Saint Teresa of Calcutta
The luminous missionary known as Mother Teresa was born Agnes Gonxha Bojaxhiu on August 26th, 1910 in Skopje, Macedonia. The youngest of Nikola and Dranafile Bojaxhiu’s three children, Agnes was of Albanian heritage and only eight years old when her father, a local businessman, suddenly passed away. Her mother, a very devout and religious woman, raised Agnes to possess a strong faith, and after becoming very involved in her parish youth group and interested in missionary work, she left home to become a Catholic missionary nun at the age of 18. She joined the Sisters of Loreto, an Irish order known for their missionary work in India. She was admitted as a postulant and was given the name Sister Mary Teresa, after Saint Thérèse of Lisieux.
Teresa was sent by her order to India, and arrived in Calcutta, located on the Eastern side of the country near Bangladesh, in 1929 to teach geography and catechism at St. Mary’s School for girls. She made her final profession to join the Loreto order on May 24, 1937, becoming what she called the “spouse of Jesus” for “all eternity” and was henceforth called Mother Teresa. She continued to teach at St. Mary’s and in 1944, was made the principal of the school.
On September 10th, 1946, Mother Teresa was riding a train from Calcutta to Darjeeling for her annual retreat, when she received what she termed the “call within a call,” where Jesus’ thirst for souls took over her heart.
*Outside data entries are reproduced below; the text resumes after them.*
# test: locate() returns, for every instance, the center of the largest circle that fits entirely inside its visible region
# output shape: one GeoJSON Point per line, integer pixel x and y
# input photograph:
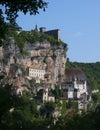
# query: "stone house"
{"type": "Point", "coordinates": [36, 73]}
{"type": "Point", "coordinates": [74, 86]}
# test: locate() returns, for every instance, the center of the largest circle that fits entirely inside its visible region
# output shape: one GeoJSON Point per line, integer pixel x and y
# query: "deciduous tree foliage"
{"type": "Point", "coordinates": [10, 8]}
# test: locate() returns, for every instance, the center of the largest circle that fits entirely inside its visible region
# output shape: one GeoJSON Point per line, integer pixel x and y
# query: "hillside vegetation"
{"type": "Point", "coordinates": [24, 37]}
{"type": "Point", "coordinates": [92, 71]}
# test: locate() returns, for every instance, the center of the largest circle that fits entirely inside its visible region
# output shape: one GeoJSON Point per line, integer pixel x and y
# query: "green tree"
{"type": "Point", "coordinates": [10, 9]}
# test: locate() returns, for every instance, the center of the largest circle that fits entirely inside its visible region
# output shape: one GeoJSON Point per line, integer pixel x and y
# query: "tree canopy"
{"type": "Point", "coordinates": [10, 8]}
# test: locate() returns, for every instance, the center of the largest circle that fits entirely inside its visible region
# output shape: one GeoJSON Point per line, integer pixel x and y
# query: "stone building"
{"type": "Point", "coordinates": [74, 87]}
{"type": "Point", "coordinates": [36, 73]}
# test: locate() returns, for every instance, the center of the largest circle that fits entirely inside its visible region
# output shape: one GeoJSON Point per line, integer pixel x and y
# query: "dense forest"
{"type": "Point", "coordinates": [21, 113]}
{"type": "Point", "coordinates": [92, 71]}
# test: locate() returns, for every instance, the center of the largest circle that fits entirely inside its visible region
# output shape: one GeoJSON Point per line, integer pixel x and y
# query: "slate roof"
{"type": "Point", "coordinates": [71, 74]}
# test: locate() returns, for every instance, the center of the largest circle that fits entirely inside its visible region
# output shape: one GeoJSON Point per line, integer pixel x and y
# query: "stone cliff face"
{"type": "Point", "coordinates": [50, 58]}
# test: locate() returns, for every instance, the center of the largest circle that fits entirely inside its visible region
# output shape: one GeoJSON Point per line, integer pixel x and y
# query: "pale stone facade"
{"type": "Point", "coordinates": [36, 73]}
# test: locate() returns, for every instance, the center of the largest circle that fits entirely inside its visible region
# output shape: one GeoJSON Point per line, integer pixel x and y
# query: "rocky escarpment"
{"type": "Point", "coordinates": [43, 55]}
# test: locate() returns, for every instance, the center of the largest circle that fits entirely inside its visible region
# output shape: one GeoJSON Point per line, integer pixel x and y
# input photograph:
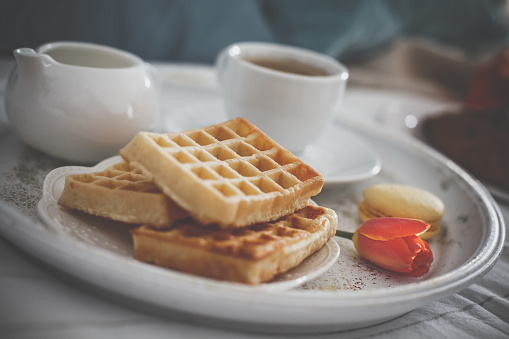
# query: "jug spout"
{"type": "Point", "coordinates": [29, 61]}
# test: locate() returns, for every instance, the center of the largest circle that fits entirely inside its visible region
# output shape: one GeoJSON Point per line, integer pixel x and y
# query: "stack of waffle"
{"type": "Point", "coordinates": [225, 202]}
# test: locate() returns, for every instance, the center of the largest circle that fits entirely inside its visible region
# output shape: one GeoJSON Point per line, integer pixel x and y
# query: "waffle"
{"type": "Point", "coordinates": [120, 193]}
{"type": "Point", "coordinates": [251, 255]}
{"type": "Point", "coordinates": [230, 174]}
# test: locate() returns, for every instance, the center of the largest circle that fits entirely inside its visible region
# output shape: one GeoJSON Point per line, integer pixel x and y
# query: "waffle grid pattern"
{"type": "Point", "coordinates": [120, 176]}
{"type": "Point", "coordinates": [255, 241]}
{"type": "Point", "coordinates": [231, 174]}
{"type": "Point", "coordinates": [235, 160]}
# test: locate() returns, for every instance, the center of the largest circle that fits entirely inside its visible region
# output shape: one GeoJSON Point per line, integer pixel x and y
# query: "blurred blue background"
{"type": "Point", "coordinates": [196, 30]}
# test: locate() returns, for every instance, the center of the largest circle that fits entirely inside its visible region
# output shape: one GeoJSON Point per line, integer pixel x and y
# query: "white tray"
{"type": "Point", "coordinates": [352, 293]}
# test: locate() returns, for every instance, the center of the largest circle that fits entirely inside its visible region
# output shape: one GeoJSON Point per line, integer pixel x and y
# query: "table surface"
{"type": "Point", "coordinates": [37, 301]}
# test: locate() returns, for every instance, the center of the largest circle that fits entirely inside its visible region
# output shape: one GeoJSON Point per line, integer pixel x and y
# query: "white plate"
{"type": "Point", "coordinates": [339, 155]}
{"type": "Point", "coordinates": [114, 236]}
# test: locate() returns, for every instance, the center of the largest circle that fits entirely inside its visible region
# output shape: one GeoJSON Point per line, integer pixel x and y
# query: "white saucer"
{"type": "Point", "coordinates": [339, 154]}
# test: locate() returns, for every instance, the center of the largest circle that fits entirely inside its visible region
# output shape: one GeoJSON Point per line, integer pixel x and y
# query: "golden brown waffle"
{"type": "Point", "coordinates": [252, 254]}
{"type": "Point", "coordinates": [121, 193]}
{"type": "Point", "coordinates": [231, 174]}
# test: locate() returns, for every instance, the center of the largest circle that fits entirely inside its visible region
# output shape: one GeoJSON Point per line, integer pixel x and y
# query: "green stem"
{"type": "Point", "coordinates": [343, 234]}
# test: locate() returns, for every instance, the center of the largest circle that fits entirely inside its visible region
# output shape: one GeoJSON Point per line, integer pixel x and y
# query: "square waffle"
{"type": "Point", "coordinates": [120, 193]}
{"type": "Point", "coordinates": [251, 255]}
{"type": "Point", "coordinates": [230, 174]}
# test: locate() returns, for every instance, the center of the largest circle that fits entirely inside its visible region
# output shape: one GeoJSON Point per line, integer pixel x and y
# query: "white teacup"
{"type": "Point", "coordinates": [290, 93]}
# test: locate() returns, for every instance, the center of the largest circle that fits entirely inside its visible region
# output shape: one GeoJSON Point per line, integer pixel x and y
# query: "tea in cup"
{"type": "Point", "coordinates": [290, 93]}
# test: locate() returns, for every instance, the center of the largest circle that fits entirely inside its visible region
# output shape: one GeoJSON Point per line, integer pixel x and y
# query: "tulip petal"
{"type": "Point", "coordinates": [392, 254]}
{"type": "Point", "coordinates": [391, 228]}
{"type": "Point", "coordinates": [422, 261]}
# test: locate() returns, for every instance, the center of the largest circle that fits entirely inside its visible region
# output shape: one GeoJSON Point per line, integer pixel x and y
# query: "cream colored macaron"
{"type": "Point", "coordinates": [395, 200]}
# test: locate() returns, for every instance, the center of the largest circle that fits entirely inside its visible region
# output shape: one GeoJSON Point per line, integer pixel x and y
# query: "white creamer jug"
{"type": "Point", "coordinates": [80, 102]}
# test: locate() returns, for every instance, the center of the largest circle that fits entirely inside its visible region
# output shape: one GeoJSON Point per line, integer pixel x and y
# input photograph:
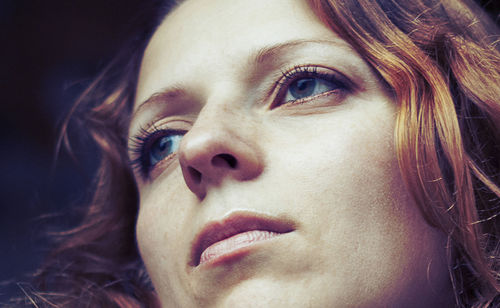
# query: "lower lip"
{"type": "Point", "coordinates": [233, 246]}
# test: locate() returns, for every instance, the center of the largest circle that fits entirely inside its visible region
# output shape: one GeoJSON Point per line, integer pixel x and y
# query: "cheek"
{"type": "Point", "coordinates": [367, 233]}
{"type": "Point", "coordinates": [163, 218]}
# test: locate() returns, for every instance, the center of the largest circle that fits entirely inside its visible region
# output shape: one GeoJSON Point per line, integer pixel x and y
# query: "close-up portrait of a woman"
{"type": "Point", "coordinates": [289, 153]}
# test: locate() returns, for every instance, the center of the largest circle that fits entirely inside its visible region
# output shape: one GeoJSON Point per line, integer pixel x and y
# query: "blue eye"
{"type": "Point", "coordinates": [306, 87]}
{"type": "Point", "coordinates": [163, 147]}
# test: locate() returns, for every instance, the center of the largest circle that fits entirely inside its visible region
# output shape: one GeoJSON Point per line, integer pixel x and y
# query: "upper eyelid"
{"type": "Point", "coordinates": [298, 71]}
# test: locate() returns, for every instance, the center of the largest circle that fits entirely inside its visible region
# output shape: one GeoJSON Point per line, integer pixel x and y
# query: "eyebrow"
{"type": "Point", "coordinates": [260, 56]}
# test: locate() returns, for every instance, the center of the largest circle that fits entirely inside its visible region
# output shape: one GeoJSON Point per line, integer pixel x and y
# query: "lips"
{"type": "Point", "coordinates": [225, 238]}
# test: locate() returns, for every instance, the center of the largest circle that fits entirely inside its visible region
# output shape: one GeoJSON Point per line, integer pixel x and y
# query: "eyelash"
{"type": "Point", "coordinates": [304, 71]}
{"type": "Point", "coordinates": [141, 143]}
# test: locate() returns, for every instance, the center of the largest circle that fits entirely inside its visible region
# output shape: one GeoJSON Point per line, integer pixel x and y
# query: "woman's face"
{"type": "Point", "coordinates": [265, 161]}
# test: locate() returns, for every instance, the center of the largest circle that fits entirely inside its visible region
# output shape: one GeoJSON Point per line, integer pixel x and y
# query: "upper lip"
{"type": "Point", "coordinates": [216, 231]}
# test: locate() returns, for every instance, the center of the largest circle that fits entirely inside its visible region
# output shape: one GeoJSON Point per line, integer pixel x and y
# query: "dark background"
{"type": "Point", "coordinates": [49, 52]}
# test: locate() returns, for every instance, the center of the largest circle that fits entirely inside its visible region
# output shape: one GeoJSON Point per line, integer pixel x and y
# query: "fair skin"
{"type": "Point", "coordinates": [316, 157]}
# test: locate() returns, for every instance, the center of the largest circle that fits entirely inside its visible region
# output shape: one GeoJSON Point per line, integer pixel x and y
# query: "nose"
{"type": "Point", "coordinates": [214, 150]}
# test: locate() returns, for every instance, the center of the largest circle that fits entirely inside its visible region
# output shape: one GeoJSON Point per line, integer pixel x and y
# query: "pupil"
{"type": "Point", "coordinates": [303, 87]}
{"type": "Point", "coordinates": [160, 149]}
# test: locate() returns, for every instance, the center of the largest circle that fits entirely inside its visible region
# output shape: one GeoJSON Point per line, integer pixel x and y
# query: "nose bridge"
{"type": "Point", "coordinates": [220, 144]}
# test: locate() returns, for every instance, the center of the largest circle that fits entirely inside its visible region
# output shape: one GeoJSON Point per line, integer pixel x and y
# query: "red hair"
{"type": "Point", "coordinates": [442, 65]}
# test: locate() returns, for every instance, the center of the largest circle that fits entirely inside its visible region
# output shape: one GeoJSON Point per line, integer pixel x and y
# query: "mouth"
{"type": "Point", "coordinates": [221, 240]}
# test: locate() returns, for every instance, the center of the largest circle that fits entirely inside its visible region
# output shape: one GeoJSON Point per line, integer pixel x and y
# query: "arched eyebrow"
{"type": "Point", "coordinates": [260, 56]}
{"type": "Point", "coordinates": [275, 51]}
{"type": "Point", "coordinates": [170, 93]}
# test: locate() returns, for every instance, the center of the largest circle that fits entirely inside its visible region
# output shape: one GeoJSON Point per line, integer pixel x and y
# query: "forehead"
{"type": "Point", "coordinates": [211, 36]}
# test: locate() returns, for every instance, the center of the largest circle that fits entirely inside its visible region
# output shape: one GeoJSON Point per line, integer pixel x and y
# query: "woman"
{"type": "Point", "coordinates": [293, 154]}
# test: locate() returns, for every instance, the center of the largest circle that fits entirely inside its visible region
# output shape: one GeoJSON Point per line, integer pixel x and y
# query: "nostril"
{"type": "Point", "coordinates": [195, 175]}
{"type": "Point", "coordinates": [224, 160]}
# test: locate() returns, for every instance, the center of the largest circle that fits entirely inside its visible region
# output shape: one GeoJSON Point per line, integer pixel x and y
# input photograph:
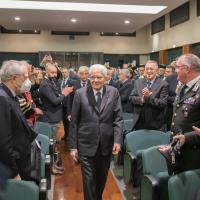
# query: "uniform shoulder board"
{"type": "Point", "coordinates": [197, 86]}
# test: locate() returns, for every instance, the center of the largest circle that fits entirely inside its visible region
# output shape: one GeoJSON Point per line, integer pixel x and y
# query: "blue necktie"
{"type": "Point", "coordinates": [148, 84]}
{"type": "Point", "coordinates": [99, 99]}
{"type": "Point", "coordinates": [182, 92]}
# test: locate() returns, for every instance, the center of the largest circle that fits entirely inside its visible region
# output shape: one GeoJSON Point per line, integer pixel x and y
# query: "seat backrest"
{"type": "Point", "coordinates": [143, 139]}
{"type": "Point", "coordinates": [44, 143]}
{"type": "Point", "coordinates": [43, 128]}
{"type": "Point", "coordinates": [128, 125]}
{"type": "Point", "coordinates": [153, 162]}
{"type": "Point", "coordinates": [184, 186]}
{"type": "Point", "coordinates": [21, 190]}
{"type": "Point", "coordinates": [127, 116]}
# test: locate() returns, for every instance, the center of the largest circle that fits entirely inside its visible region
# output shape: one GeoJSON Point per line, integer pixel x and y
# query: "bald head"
{"type": "Point", "coordinates": [51, 71]}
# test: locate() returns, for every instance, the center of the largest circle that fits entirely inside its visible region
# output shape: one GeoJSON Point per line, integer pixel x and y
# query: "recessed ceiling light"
{"type": "Point", "coordinates": [74, 20]}
{"type": "Point", "coordinates": [89, 7]}
{"type": "Point", "coordinates": [17, 18]}
{"type": "Point", "coordinates": [127, 22]}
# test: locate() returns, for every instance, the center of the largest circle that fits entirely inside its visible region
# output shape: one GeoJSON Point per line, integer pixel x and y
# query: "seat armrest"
{"type": "Point", "coordinates": [43, 189]}
{"type": "Point", "coordinates": [149, 188]}
{"type": "Point", "coordinates": [129, 164]}
{"type": "Point", "coordinates": [48, 171]}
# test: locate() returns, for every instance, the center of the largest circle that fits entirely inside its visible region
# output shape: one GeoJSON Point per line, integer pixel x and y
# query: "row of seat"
{"type": "Point", "coordinates": [19, 190]}
{"type": "Point", "coordinates": [144, 166]}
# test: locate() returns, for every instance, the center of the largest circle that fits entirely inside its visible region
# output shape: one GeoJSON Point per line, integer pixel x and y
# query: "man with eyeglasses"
{"type": "Point", "coordinates": [186, 116]}
{"type": "Point", "coordinates": [149, 99]}
{"type": "Point", "coordinates": [96, 131]}
{"type": "Point", "coordinates": [16, 135]}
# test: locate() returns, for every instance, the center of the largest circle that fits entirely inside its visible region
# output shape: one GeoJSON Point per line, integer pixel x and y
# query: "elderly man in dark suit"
{"type": "Point", "coordinates": [52, 106]}
{"type": "Point", "coordinates": [16, 135]}
{"type": "Point", "coordinates": [149, 99]}
{"type": "Point", "coordinates": [66, 81]}
{"type": "Point", "coordinates": [125, 88]}
{"type": "Point", "coordinates": [97, 131]}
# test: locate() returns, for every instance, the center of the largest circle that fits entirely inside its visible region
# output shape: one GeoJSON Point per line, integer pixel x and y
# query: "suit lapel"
{"type": "Point", "coordinates": [104, 98]}
{"type": "Point", "coordinates": [187, 95]}
{"type": "Point", "coordinates": [154, 85]}
{"type": "Point", "coordinates": [91, 99]}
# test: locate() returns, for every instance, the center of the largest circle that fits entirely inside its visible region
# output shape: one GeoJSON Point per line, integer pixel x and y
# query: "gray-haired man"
{"type": "Point", "coordinates": [97, 130]}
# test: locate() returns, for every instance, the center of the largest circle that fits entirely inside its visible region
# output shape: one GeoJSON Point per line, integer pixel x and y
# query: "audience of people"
{"type": "Point", "coordinates": [90, 105]}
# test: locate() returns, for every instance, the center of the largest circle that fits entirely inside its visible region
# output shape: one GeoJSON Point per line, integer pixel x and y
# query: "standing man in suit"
{"type": "Point", "coordinates": [125, 88]}
{"type": "Point", "coordinates": [52, 106]}
{"type": "Point", "coordinates": [149, 99]}
{"type": "Point", "coordinates": [97, 131]}
{"type": "Point", "coordinates": [83, 81]}
{"type": "Point", "coordinates": [66, 81]}
{"type": "Point", "coordinates": [16, 135]}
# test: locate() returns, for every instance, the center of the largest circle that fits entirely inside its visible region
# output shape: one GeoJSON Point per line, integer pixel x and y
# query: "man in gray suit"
{"type": "Point", "coordinates": [96, 131]}
{"type": "Point", "coordinates": [149, 99]}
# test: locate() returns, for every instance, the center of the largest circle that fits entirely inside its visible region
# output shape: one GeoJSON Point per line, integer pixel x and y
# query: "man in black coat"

Her desire to satiate that thirst and spread His love would become the motivating force in her life, driving her to establish the Missionaries of Charity, a religious community dedicated to “labouring at the salvation and sanctification of the poorest of the poor.” After nearly two years of planning and discernment, Mother Teresa received permission to begin, and on August 17, 1948, she dressed for the first time in her iconic white, blue-bordered sari, to leave the Loreto convent and enter the world of the poor.
She cared for the elderly, nursed the dying, washed the sick and desired to find Jesus in “the unwanted, the unloved and the uncared for.” After many months, former students from her time teaching began to join her, and on October 7, 1950, the Missionaries of Charity was officially established as a religious order in the Archdiocese of Calcutta. Through Mother Teresa’s hard work in the 1950’s, and Pope Paul VI granting them the Decree of Praise (an official measure from the Holy See which elevated their order to the recognition of pontifical right) in 1965, the Missionaries of Charity began opening houses in Venezuela, Rome, Tanzania, and even in Communist countries such as the former Soviet Union, Albania and Cuba.
Throughout all of the rapid growth, Mother Teresa remained rooted in the Lord, bearing witness to the joy of loving and respecting the dignity of every human person, while doing little things with great love. She persevered through what she called the “painful night” of her soul, where she experienced a deep, abiding feeling of being separated from God, starting around the time she began working for the poor, and leading up to the end of her life.
Despite this “darkness” and her deteriorating health, she never wavered, and by 1997, there were more than 4,000 Missionaries of Charity in nearly 600 foundations across 123 different countries. She blessed her successor as Superior General for the Missionaries of Charity in March 1997, before returning to Calcutta to spend her final weeks, passing away on September 5th, 1997. She was granted the honor of a state funeral by the Government of India, and less than two years after her death, Pope John Paul II permitted the opening of her Cause of Canonization.
Mother Teresa was a radiant, loving servant of Christ, who ventured boldly out into the world to tirelessly reach the poor and serve the unwanted.